The history of Georgia in the United States of America spans pre-Columbian time to the present day. The area was inhabited by Native American inhabitants before the English settlers arrived in the 1730s led by James Oglethorpe. He did not want slavery but there was no other way to get enough labor. Slaves numbered 18,000 by the American Revolution.
The citizens of Georgia agreed with the other twelve colonies concerning trade rights and issues of taxation. On April 8, 1776, the royal officials had been expelled and Georgia's Provincial Congress issued a constitutional document that served as an interim constitution until adoption of the state Constitution of 1777. The British occupied much of the state after 1780.

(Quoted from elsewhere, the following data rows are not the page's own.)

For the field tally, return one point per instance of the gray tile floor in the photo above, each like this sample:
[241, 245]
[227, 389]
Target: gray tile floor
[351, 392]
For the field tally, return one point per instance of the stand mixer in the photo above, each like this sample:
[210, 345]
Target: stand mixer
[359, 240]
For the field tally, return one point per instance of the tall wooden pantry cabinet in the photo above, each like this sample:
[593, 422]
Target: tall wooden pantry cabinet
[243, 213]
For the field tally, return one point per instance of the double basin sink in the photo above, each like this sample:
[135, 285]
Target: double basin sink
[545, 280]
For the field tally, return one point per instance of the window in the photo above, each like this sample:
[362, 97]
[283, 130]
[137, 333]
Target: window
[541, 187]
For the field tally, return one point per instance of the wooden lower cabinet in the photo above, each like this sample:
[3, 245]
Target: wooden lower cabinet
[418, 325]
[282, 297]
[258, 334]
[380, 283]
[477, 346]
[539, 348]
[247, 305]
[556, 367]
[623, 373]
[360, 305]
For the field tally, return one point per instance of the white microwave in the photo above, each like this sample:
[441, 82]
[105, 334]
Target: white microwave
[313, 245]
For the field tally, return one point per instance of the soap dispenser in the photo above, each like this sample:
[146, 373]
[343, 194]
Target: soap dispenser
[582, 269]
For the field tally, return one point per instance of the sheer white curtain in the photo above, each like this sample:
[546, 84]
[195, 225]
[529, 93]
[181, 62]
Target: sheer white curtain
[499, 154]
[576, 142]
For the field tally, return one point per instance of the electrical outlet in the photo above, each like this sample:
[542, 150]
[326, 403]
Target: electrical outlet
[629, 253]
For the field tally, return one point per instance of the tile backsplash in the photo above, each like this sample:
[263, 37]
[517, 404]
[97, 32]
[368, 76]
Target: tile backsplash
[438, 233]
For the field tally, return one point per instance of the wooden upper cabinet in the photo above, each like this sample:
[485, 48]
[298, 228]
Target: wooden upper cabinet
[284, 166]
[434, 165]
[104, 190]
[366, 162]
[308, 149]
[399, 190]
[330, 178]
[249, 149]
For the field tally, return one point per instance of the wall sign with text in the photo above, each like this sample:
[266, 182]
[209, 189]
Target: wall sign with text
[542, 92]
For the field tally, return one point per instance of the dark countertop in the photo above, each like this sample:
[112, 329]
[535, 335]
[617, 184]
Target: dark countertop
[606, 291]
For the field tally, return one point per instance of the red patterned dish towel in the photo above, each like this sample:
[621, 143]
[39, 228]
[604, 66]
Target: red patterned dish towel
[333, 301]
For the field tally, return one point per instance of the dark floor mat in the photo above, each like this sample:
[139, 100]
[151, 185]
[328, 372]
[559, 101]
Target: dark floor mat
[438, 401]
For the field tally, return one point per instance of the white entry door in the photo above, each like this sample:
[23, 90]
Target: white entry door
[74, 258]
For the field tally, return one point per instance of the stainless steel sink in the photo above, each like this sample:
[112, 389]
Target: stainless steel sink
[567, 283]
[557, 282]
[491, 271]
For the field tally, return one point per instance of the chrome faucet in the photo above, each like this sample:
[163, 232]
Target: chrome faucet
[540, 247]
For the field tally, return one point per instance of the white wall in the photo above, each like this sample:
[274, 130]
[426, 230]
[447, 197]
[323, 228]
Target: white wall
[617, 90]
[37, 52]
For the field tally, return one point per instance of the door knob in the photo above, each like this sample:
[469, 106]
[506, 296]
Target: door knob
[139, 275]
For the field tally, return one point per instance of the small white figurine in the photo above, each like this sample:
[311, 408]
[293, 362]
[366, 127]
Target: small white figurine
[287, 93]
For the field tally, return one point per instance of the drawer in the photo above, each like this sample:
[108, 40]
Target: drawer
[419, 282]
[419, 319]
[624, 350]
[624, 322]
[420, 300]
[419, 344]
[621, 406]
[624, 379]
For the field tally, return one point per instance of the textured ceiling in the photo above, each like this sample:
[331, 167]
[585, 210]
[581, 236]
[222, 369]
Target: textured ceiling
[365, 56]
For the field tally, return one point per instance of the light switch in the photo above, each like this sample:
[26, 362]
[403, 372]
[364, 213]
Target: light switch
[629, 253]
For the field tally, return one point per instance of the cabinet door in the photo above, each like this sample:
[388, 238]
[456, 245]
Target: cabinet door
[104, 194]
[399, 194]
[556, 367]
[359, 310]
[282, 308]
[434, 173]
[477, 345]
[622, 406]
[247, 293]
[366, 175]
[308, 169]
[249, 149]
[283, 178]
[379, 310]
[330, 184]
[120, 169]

The antebellum years were years of growth after Indian Removal, and economic prosperity for white planters. The new cotton gin, enabled the cultivation and processing of short-staple cotton in the inland and upcountry. This stimulated the cotton boom in Georgia and much of the Deep South, promoting a cotton-based economy dependent on slave labor. Most of the whites, however, owned no slaves and tended their own small farms. Full suffrage for white men led to a highly competitive political system.
In February 1861, Georgia seceded from the Union and joined other Southern states to form the Confederate States of America. Georgia contributed nearly one hundred thousand soldiers to the war effort. The first major battle in the state was the Battle of Chickamauga, a Confederate victory, and the last major Confederate victory in the west. In 1864, William T. Sherman's armies invaded Georgia as part of the Atlanta Campaign. The burning of Atlanta and Sherman's March to the Sea devastated a wide swath from Atlanta to Savannah in late 1864 became iconic images in the state's memory.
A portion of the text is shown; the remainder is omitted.